Фаина Раневская
Шрифт:
А во время съемок я в него влюбилась. Все, что он делал, было талантливо, пленительно. Все в нем подкупало: и чудесный вкус, и тонкое понимание мопассановской новеллы, ее атмосферы. Михаил Ильич помогал мне и как режиссер, и как педагог. Чуткий, доброжелательный, он был любим всеми, кто с ним работал…
Что было потом? Снималась большей частью как бы случайно. Однажды позвонил режиссер и попросил у него сниматься. На мой вопрос, какая роль, он отвечал: „Роли, собственно, для вас нет. Но очень хочется видеть вас в моем фильме. В сценарии есть поп, но, если вы согласитесь сниматься, могу сделать из него попадью“.
Мне вспоминается, как он поставил передо мной клетку с птичками и сказал: „Ну, говорите с ними, импровизируйте“. И я стала обращаться к птичкам словами: „Рыбы мои дорогие, вы все прыгаете, прыгаете, покоя себе не даете“. Потом он меня подвел к закутку, где стояли свиньи: „Ну а теперь побеседуйте со свинками“. А я говорю: „Ну, дети вы мои родные, кушайте на здоровье“. А что мне оставалось делать? Если режиссеры предлагали мне роли, в которых не было текста…»

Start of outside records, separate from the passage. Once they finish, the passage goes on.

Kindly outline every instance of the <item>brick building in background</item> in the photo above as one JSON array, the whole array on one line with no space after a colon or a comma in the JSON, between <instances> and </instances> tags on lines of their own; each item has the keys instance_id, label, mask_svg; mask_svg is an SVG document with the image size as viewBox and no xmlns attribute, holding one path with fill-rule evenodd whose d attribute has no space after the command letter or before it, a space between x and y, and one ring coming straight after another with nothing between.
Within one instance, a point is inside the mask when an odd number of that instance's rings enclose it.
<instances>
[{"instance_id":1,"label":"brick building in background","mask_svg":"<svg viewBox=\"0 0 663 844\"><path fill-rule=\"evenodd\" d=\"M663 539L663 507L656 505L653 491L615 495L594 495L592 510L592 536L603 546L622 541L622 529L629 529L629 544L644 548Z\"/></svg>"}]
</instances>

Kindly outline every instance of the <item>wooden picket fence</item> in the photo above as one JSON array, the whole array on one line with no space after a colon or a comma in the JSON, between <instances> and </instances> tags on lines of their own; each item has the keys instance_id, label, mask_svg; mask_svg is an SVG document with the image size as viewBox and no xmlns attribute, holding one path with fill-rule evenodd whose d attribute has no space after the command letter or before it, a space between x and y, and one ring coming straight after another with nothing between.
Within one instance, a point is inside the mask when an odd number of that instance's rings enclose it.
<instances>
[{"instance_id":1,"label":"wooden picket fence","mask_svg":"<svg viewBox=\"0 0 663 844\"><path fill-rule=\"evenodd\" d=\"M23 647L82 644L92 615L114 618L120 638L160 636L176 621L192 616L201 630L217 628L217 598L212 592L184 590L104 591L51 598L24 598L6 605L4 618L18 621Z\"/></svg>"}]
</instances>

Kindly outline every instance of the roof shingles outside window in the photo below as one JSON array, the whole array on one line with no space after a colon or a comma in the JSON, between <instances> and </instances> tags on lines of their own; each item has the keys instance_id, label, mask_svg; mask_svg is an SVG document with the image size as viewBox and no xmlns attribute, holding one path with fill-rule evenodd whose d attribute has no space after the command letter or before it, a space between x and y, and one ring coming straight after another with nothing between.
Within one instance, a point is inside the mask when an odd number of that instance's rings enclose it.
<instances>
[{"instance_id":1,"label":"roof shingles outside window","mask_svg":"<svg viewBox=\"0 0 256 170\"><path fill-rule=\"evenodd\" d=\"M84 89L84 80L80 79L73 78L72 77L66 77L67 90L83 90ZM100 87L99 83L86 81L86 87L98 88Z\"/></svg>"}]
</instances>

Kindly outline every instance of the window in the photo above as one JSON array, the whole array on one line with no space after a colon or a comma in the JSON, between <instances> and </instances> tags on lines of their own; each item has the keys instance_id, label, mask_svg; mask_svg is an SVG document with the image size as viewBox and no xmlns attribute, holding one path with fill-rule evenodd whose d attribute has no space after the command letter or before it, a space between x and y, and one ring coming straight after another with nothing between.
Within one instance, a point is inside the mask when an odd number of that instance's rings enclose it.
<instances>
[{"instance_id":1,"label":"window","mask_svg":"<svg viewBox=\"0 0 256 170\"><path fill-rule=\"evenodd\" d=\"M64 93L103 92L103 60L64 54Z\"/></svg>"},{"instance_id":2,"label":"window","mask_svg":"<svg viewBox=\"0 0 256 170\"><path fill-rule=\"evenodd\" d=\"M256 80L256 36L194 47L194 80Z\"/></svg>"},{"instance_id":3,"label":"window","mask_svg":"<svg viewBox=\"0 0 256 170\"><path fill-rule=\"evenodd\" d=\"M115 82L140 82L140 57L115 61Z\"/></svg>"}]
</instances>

Это был кинофильм «Дума про казака Голоту» (1937 год).
В 1939 году Фаина Раневская создала в кино незабываемые образы двух жен — жены инспектора в фильме «Человек в футляре» режиссера Анненского и жены портного Гуревича, Иды, в фильме «Ошибка инженера Кочина» режиссера Мачерета по сценарию, написанному им совместно с Олешей.
Потом был кинофильм «Подкидыш». Сценарий Агнии Барто и Рины Зеленой, подруг Раневской, но фразу «Муля, не нервируй меня», обращенную к ее мужу по роли, придумала Фаина Георгиевна, как и еще многое в фильме. Эта картина принесла Раневской широкую популярность, хотя известность «Мули» раздражала ее.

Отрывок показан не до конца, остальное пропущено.